Las tres antiguas capitales fueron, a su vez, exhaustivamente visitadas, alternando la tartana con la furgoneta, sin apenas tiempo para gozar de la paz de las pagodas semiderruídas, ya que Rafael no estaba dispuesto a alternar el turismo con la meditación, como hubiera correspondido por paralelismo con los medios de transporte, e imponía a los otros dos su vocación de líder y explorador, vengándose de la sustracción de sus botas en sus dos acompañantes. No había forma de hacer remitir su furor; ya le suplicara Luis que cediera en su feroz ansia de mirar todo lo que la guía sugería, ya le objetara Jaime que su actitud era un acicate para que le despojaran también de las zapatillas deportivas conseguidas mediante el procedimiento del trueque, Rafael seguía impertérrito, deteniéndose solamente para apretar el disparador de la cámara de fotos, que oprimía con decisión, casi con saña, como si se tratara de una de sus mercancías favoritas. Jaime y Luis se colocaban ante los monumentos siguiendo sus instrucciones, convencidos de la inutilidad de oponerse a semejante avalancha de voluntad turística.

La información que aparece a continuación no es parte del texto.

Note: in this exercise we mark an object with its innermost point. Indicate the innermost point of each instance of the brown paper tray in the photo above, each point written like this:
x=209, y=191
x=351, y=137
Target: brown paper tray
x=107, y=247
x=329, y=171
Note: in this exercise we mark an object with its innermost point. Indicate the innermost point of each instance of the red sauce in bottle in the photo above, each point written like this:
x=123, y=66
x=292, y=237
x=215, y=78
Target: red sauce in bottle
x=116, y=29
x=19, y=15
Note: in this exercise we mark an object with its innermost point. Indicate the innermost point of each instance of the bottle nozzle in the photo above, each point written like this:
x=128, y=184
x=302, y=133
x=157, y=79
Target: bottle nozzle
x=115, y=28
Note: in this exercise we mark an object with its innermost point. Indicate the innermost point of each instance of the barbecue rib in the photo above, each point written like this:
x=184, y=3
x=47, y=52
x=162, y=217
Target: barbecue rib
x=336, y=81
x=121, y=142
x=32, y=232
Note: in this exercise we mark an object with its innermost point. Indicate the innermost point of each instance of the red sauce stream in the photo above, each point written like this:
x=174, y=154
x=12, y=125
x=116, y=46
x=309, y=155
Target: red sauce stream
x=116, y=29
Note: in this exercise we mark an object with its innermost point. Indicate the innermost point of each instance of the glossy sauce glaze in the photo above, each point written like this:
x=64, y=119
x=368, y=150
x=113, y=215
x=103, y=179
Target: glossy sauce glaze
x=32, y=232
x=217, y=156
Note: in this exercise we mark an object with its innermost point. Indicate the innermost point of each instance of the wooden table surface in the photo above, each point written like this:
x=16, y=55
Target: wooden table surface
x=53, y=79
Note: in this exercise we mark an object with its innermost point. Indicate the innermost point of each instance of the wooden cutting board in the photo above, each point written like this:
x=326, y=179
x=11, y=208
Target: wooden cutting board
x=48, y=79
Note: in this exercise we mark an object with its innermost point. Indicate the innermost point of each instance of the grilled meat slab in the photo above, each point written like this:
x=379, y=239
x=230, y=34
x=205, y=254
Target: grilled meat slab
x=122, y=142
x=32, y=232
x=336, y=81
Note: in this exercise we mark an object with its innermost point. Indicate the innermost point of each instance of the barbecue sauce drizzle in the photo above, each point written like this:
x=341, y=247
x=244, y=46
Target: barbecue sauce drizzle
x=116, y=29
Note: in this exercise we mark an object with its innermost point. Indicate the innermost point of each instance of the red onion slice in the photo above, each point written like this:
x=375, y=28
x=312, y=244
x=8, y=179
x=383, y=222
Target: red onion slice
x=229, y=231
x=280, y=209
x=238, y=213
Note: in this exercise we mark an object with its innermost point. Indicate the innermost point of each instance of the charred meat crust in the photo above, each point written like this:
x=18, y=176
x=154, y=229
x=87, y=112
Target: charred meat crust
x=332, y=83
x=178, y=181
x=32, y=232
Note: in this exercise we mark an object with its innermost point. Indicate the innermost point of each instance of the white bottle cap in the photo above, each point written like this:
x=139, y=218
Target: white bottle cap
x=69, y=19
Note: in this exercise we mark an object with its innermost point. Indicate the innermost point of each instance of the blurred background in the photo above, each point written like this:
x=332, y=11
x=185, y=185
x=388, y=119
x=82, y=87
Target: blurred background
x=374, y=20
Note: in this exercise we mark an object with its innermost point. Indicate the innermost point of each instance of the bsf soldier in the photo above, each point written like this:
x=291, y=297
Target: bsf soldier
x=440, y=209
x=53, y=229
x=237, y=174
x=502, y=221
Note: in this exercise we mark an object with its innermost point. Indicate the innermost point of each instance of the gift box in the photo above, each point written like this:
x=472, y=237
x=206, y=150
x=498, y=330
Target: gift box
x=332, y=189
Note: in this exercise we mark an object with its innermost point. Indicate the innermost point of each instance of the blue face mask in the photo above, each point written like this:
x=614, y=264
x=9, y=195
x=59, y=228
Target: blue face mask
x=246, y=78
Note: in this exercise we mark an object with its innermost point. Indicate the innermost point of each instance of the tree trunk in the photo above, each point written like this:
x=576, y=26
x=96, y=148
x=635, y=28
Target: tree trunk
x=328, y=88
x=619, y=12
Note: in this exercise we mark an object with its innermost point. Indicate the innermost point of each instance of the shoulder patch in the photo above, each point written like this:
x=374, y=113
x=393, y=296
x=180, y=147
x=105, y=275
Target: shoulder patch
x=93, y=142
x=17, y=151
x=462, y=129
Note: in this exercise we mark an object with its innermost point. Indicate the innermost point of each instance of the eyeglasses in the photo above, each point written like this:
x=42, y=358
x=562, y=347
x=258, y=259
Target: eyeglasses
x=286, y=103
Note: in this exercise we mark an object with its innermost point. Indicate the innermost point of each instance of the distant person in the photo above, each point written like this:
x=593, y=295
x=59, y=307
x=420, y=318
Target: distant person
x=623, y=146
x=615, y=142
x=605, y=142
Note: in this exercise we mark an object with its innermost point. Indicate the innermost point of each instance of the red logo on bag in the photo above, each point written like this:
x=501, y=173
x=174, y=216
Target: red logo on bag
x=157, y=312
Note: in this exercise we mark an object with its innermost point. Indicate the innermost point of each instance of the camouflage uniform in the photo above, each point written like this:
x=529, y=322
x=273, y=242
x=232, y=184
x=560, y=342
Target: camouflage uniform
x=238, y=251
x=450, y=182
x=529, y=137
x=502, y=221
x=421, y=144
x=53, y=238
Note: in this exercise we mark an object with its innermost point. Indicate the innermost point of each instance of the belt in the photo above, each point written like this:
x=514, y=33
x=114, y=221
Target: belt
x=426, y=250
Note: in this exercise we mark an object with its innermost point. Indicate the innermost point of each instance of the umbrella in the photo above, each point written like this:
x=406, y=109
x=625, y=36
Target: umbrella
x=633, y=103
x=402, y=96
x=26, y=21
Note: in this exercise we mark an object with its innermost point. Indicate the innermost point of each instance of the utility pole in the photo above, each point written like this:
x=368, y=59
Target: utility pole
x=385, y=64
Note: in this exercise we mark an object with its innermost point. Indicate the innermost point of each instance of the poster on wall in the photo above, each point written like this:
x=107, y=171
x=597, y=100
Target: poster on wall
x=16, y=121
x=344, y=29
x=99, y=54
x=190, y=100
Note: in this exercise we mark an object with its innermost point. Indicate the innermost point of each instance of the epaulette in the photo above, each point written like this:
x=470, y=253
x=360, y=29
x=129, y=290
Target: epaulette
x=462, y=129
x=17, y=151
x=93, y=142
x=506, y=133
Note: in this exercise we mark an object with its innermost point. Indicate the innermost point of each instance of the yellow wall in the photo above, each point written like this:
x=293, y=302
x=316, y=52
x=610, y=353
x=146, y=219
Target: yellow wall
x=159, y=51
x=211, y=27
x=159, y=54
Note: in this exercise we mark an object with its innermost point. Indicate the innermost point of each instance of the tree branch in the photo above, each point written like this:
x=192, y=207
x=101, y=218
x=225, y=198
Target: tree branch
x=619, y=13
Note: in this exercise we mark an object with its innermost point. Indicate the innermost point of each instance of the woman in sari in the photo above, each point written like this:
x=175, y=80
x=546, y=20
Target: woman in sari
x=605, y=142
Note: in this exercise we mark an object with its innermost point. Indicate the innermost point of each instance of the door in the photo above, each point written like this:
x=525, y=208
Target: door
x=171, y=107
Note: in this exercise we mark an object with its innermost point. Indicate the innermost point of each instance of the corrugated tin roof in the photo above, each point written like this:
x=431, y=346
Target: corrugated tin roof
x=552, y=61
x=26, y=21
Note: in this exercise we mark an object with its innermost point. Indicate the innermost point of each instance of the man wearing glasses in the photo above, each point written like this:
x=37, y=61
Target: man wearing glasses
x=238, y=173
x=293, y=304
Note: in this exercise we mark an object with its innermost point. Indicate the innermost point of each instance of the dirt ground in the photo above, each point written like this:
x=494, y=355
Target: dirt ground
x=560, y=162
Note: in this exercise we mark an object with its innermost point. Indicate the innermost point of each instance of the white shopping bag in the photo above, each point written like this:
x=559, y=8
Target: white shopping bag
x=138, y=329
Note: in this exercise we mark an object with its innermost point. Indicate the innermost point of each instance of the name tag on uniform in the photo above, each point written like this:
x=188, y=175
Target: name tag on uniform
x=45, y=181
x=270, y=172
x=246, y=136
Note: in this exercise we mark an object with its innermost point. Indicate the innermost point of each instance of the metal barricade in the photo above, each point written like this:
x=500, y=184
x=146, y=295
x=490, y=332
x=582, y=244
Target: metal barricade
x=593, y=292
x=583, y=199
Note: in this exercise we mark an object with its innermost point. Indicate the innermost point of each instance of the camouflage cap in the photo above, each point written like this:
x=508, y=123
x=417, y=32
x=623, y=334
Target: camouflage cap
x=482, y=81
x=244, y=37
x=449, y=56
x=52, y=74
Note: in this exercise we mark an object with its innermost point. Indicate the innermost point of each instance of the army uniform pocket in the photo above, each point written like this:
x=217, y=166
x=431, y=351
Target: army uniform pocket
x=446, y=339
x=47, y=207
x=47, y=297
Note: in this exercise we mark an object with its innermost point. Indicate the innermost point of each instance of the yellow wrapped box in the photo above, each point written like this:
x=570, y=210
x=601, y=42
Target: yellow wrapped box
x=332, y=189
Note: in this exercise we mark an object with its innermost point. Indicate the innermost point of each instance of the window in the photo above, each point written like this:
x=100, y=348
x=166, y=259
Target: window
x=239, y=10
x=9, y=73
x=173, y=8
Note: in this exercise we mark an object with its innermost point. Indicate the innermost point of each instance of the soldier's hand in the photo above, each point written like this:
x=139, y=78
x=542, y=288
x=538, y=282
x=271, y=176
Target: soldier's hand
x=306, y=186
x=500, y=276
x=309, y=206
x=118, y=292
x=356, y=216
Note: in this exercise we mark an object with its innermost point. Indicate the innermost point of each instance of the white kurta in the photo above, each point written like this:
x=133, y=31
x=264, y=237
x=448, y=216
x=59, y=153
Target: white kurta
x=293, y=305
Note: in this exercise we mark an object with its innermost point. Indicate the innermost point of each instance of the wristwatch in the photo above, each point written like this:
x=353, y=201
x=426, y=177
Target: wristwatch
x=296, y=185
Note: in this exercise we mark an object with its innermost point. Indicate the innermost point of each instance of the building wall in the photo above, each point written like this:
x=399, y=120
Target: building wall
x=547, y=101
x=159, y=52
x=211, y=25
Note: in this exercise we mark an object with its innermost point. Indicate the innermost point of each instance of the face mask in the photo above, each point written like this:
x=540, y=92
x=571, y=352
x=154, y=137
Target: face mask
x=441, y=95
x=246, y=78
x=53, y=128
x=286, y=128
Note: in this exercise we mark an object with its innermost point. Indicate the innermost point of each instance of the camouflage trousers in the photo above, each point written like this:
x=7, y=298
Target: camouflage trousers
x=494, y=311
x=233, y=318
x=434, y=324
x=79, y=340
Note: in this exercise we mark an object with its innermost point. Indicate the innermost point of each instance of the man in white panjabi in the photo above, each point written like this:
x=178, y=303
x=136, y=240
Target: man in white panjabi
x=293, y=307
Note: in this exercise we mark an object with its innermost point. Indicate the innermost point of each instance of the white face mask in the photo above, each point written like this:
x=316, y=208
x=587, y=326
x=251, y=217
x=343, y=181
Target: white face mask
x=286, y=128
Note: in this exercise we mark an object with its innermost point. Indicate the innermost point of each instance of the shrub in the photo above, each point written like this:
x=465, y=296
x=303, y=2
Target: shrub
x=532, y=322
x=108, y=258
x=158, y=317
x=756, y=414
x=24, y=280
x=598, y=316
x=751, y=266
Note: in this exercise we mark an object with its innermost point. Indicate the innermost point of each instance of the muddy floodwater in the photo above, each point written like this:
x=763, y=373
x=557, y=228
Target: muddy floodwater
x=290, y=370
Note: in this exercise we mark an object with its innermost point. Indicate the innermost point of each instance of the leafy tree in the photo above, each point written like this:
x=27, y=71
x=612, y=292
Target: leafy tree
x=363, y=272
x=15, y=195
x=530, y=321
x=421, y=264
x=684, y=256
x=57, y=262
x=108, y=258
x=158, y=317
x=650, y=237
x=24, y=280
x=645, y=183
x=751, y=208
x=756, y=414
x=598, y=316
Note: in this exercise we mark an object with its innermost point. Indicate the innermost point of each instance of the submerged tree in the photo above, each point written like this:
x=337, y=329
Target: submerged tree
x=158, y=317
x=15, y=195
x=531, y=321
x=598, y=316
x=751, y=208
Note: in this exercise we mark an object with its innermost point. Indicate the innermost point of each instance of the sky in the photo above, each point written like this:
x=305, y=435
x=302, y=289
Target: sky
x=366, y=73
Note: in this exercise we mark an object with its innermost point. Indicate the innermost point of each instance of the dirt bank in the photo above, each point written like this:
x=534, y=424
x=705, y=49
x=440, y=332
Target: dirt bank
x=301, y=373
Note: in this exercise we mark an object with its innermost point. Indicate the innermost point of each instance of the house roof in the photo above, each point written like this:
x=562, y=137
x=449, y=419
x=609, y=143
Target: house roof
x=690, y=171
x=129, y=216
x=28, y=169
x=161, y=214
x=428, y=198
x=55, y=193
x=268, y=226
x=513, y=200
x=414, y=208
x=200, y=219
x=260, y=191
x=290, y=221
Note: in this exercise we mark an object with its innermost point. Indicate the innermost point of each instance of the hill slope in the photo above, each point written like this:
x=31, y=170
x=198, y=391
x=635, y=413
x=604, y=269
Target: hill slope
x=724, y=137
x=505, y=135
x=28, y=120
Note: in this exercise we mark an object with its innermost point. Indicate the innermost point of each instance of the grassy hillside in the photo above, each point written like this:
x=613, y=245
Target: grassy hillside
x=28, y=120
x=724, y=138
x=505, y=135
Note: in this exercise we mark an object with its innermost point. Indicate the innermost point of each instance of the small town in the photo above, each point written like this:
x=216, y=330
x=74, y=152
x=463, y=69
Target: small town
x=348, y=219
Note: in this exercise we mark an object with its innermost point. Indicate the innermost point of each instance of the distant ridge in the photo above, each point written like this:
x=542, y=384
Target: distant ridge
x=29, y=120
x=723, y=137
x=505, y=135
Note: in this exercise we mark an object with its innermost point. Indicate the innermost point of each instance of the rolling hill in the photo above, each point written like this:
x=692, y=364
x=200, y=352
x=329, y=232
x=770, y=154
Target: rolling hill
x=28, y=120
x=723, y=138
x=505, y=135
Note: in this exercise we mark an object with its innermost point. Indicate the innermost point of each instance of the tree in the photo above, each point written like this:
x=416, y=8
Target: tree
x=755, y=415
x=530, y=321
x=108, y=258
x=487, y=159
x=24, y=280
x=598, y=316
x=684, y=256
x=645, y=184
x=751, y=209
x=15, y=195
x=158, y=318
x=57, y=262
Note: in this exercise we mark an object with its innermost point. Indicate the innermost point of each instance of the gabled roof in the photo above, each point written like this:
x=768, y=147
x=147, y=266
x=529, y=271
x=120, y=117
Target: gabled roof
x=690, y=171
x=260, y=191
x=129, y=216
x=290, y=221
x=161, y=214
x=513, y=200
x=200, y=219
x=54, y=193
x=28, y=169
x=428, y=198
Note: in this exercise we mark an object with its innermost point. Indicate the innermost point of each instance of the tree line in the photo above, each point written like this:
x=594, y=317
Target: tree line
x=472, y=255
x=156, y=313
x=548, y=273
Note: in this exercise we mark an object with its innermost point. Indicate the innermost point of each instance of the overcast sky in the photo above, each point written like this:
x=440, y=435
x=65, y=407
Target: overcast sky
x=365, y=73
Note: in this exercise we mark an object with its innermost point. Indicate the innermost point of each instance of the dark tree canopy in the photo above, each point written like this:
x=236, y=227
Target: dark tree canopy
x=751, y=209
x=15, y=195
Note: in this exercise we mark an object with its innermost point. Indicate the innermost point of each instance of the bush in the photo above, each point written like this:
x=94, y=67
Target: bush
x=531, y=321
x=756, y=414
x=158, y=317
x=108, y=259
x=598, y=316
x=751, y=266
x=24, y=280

Una vez descartado el transporte fluvial y cumplidas hasta la saciedad las obligaciones turísticas, los viajeros se acurrucaron de nuevo en la furgoneta, dispuestos a continuar viaje hacia Pagan, primera capital de los birmanos, erigida a expensas de los Mon, como señaló Jaime, que había recuperado la guía de manos de Rafael, cuyo desinterés por esa y otras historias contrastaba vivamente con el apasionamiento que demostraba a la hora de visitar los monumentos. Llovía a cántaros y el agua batía sobre la lona de la furgoneta con un sonido un tanto lúgubre, de tambor destemplado; el agua difuminaba el paisaje y la luz no permitía continuar la lectura de la guía. Jaime encendió otro de los verdes cañutos repartidos por el conductor para ayudar a los turistas a conciliar el sueño.